И все сильно разочаровались. Подойдя ближе, путники увидели, что светящаяся груда на самом деле тщательно выложена в манере традиционного катайского сада камней. Неровные и выступающие ее части напоминали скалистые холмы и горные пики. Вода, стекавшая с каменных сосулек, образовывала у подножия груды безмятежное озерцо. На каменных выступах располагались изящные павильончики красного дерева. Их крыши выложены были полупрозрачным зеленым нефритом, а загнутые кверху свесы увенчаны по углам миниатюрными лисами из белого нефрита. Внутри каждого павильона горел крошечный каменный фонарик, который и покрывал все окружающее удивительным глянцем.

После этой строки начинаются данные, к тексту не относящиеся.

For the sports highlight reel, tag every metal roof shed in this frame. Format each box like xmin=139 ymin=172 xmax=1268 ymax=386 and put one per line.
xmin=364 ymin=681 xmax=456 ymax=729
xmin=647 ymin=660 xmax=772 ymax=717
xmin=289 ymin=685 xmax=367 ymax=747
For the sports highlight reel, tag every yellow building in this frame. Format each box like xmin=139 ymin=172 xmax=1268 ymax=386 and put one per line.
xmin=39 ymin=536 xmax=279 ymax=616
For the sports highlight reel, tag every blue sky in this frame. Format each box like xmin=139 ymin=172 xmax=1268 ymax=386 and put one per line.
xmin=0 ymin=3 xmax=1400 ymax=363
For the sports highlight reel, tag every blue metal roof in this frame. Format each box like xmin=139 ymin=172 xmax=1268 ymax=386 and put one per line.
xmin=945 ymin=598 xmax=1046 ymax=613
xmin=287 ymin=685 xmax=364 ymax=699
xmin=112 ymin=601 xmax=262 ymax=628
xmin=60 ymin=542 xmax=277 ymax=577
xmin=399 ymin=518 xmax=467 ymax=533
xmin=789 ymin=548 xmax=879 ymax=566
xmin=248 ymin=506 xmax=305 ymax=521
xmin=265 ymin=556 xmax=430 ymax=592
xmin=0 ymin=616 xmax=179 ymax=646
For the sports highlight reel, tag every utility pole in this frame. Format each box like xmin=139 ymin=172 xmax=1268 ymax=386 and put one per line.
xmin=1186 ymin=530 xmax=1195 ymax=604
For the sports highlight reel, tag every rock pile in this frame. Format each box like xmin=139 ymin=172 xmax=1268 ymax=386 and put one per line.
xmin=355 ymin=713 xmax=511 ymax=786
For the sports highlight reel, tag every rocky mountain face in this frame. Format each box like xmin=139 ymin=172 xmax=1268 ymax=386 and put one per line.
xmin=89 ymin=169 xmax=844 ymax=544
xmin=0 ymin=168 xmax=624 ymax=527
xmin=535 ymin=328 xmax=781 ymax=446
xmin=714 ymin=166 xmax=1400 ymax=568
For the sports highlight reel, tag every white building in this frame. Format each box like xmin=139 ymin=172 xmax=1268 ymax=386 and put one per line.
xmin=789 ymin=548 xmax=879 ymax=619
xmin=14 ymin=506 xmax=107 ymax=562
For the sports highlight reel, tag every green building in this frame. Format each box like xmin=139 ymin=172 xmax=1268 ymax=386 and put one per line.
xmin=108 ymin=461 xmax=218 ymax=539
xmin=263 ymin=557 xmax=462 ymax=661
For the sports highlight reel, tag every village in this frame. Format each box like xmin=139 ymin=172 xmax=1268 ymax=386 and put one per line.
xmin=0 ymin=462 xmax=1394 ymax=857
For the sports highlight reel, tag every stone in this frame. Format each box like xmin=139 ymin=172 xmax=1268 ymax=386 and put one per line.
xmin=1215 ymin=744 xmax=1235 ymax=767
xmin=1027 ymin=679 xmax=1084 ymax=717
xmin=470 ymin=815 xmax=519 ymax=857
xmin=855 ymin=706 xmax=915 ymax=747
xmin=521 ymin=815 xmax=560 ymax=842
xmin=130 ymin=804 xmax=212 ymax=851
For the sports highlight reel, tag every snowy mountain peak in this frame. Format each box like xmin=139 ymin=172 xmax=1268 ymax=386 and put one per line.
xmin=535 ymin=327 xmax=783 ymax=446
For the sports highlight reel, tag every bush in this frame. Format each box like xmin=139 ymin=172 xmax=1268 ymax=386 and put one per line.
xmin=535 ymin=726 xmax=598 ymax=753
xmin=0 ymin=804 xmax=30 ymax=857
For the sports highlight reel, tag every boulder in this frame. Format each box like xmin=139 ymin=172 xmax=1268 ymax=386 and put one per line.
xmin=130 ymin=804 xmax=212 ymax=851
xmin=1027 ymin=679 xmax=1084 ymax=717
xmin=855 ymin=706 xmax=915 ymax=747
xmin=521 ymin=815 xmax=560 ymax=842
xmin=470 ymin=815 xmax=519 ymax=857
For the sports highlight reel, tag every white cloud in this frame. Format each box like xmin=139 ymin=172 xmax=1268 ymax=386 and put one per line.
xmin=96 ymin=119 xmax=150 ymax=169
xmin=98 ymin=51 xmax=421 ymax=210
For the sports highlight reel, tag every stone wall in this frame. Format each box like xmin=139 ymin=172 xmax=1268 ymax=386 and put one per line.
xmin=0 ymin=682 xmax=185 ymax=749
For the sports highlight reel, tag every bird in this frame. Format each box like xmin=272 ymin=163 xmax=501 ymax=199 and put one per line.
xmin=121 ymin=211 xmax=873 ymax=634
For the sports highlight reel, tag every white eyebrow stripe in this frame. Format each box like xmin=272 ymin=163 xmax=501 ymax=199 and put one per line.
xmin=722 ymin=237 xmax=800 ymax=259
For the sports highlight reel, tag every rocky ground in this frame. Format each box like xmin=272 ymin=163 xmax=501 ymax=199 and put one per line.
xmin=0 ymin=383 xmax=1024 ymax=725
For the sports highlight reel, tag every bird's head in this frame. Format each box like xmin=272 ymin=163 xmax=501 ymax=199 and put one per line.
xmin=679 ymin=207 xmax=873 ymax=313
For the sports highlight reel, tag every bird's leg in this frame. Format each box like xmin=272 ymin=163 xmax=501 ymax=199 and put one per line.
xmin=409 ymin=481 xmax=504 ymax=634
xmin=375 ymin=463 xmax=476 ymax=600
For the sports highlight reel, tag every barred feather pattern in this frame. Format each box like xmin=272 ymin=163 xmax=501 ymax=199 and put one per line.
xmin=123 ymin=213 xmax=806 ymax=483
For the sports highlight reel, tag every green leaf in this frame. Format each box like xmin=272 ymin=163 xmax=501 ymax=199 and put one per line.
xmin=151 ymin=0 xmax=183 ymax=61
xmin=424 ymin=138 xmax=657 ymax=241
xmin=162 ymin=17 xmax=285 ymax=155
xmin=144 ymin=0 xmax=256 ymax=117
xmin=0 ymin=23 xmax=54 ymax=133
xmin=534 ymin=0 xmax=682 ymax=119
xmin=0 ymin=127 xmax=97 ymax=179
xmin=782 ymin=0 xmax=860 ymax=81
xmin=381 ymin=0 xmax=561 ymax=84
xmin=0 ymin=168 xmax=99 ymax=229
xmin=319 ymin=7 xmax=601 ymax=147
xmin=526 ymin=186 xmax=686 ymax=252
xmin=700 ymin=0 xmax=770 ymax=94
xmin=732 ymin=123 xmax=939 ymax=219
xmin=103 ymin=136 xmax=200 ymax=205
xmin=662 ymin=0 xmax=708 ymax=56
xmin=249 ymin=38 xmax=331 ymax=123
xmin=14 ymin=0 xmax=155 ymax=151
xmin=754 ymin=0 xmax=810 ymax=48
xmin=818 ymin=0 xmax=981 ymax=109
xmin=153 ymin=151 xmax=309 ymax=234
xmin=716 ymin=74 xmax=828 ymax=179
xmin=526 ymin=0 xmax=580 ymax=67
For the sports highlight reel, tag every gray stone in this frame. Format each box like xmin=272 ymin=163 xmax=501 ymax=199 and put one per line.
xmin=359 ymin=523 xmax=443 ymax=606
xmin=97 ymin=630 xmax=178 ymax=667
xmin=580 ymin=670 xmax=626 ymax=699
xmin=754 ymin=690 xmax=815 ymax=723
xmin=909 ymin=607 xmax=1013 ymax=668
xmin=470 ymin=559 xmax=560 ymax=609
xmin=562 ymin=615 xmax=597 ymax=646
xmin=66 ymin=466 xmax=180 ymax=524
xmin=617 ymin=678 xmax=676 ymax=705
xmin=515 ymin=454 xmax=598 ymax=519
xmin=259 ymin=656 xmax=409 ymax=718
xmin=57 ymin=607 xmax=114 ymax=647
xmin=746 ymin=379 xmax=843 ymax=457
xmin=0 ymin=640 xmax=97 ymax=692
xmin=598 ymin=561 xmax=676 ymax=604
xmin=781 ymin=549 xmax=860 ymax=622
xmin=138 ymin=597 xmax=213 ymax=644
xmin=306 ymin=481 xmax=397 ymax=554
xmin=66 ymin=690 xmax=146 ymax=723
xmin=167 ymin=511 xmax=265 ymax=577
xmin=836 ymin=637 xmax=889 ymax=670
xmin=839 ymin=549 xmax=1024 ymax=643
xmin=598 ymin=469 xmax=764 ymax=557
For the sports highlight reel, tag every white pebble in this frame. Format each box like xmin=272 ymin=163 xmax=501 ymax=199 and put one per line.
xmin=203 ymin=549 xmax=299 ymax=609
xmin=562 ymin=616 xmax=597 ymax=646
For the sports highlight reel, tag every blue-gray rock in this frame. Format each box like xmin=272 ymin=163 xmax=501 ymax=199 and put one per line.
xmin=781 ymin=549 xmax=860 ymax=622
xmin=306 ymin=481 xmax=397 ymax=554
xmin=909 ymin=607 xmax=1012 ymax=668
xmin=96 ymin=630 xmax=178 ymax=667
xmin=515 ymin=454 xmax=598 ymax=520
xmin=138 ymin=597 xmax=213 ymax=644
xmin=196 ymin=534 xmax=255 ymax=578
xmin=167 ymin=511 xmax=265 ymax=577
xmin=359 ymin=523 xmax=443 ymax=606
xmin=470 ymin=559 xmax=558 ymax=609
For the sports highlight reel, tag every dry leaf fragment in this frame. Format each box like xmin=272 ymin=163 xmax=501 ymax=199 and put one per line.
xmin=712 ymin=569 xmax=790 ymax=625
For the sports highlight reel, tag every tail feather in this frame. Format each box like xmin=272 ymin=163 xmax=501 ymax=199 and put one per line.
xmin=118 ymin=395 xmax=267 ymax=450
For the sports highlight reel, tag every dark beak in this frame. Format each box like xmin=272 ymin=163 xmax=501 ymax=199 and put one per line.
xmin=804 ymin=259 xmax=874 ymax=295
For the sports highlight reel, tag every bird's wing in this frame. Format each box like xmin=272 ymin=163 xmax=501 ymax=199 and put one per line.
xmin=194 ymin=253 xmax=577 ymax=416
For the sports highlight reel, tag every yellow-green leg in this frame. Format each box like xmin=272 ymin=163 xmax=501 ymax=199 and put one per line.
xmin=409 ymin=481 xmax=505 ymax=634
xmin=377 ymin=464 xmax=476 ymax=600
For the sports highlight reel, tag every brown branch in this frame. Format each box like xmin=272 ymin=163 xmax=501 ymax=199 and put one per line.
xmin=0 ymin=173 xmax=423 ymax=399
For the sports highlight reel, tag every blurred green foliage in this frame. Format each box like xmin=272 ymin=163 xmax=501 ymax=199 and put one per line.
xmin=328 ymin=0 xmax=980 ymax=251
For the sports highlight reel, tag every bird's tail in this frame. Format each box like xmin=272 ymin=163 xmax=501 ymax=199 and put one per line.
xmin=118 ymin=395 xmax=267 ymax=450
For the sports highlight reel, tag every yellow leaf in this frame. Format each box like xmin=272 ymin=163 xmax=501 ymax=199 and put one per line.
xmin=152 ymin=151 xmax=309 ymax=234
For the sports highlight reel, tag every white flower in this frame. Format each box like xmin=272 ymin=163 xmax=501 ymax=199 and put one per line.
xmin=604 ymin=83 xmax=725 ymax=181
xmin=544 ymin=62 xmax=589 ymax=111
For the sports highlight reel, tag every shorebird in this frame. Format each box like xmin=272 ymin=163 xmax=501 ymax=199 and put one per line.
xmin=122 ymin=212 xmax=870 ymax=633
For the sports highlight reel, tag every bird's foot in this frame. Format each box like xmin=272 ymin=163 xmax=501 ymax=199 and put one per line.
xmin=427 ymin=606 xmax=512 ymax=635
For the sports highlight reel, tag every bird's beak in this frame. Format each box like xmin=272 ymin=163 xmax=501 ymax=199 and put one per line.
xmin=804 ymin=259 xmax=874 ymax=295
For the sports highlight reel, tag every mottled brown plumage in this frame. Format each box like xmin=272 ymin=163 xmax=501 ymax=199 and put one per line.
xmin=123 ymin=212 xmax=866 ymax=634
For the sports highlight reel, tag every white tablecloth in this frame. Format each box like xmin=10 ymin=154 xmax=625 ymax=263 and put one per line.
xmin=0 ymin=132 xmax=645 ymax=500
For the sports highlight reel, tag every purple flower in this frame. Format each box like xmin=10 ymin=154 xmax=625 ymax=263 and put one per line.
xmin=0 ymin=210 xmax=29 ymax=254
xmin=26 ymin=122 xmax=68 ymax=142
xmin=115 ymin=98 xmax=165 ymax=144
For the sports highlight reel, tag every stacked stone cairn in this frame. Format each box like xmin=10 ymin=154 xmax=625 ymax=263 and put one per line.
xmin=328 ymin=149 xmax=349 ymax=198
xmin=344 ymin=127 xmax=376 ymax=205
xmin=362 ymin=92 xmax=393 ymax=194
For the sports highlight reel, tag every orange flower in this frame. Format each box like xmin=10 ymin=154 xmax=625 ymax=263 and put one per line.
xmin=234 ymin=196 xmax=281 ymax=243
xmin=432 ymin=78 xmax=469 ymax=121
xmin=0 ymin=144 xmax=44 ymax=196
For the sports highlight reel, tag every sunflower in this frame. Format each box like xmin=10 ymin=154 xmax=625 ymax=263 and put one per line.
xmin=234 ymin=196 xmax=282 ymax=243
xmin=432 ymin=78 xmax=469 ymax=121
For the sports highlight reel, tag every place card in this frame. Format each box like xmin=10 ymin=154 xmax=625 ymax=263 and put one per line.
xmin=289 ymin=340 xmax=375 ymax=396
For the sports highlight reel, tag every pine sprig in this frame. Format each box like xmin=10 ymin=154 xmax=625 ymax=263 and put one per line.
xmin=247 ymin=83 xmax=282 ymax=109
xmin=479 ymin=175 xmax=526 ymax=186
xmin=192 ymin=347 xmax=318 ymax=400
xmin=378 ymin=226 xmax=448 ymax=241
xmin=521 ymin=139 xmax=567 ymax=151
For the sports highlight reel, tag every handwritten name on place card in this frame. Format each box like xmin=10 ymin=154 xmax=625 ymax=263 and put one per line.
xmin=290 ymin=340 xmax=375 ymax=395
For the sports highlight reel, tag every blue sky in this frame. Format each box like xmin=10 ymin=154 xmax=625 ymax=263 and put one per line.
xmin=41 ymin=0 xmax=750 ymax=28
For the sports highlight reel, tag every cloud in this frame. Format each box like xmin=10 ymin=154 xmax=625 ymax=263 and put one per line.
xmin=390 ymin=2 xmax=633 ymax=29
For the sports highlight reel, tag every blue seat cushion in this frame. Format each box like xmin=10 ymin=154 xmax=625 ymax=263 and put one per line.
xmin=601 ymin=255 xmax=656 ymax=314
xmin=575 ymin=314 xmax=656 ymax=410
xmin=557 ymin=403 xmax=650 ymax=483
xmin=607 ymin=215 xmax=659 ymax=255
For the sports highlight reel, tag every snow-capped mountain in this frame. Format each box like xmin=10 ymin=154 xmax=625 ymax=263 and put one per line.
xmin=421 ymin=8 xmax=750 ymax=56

А на вершине миниатюрного горного пика стояла семиярусная восьмиугольная пагода коричного дерева, охраняемая парой голубых лазуритовых лис. Свет игрушечной пагоды приглушался плотными и зловещими завесами паутины. А по ту сторону искрящейся паутины путники разглядели тонкие очертания сидящей в позе медитации крошечной полупрозрачной фигурки.
- Марон! Да она короче моей руки, - прошептал Маффео. - Хубилай будет недоволен.
Искрящийся смех прокатился по пещере.
- Уже много столетий я практикую "Путь, что по ту сторону слов". Я приняла золотую и коричную пилюли и применила сокровенную алхимию для трансмутации моего физического облика. Играя с бесчисленным множеством юношей в игру Белого Тигра и Зеленого Дракона, я впитывала их жизненную сущность и объединяла Инь и Ян. Наконец, я достигла бессмертия и теперь представляю собой нечто вроде эмбриона, вечно подвергаясь перерождению. Я плаваю над горными вершинами и облетаю луну. Мне не особенно нужна телесная оболочка.